Il 2022 arriva e ci trova ancora in piena pandemia. Le scuole riaprono e dobbiamo gestire una situazione che si è fatta di nuovo difficile. Particolarmente difficile in un Paese che ha visto trasformarsi 60 milioni di allenatori di calcio in 60 milioni di virologi. La vicenda del Covid è nuova e complessa per tutti, scienziati e politici compresi. Ma allora, se è così, tutti dovremmo abbassare i toni, abbandonando atteggiamenti di sicumera ed evitando di utilizzare le proprie certezze come clave su chi la pensa diversamente.
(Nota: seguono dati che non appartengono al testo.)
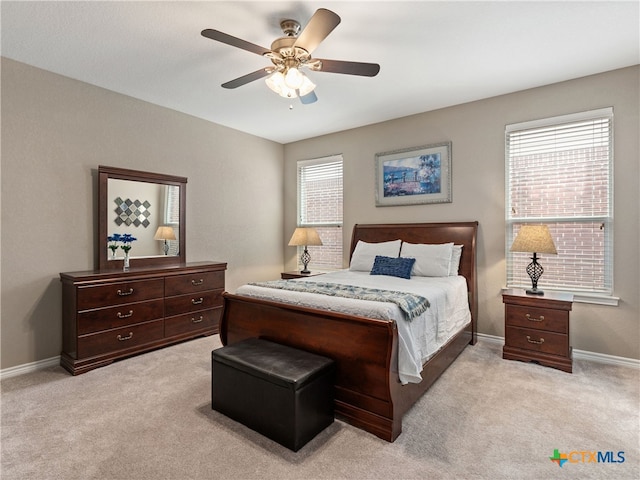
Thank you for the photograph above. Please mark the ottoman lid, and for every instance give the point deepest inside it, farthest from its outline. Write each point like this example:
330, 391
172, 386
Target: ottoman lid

Perché in questi mesi tutti abbiamo sbagliato analisi e previsioni, compresi quelli che studiano e quelli che prendono decisioni. E sarebbe anche il caso che qualcuno chiedesse scusa. Ma questo forse è pretendere troppo. Si potrebbe però almeno cominciare a utilizzare la fomula del dubbio, quando si parla, una buona norma per chiunque, ma soprattutto per le persone di scienza e per i politici.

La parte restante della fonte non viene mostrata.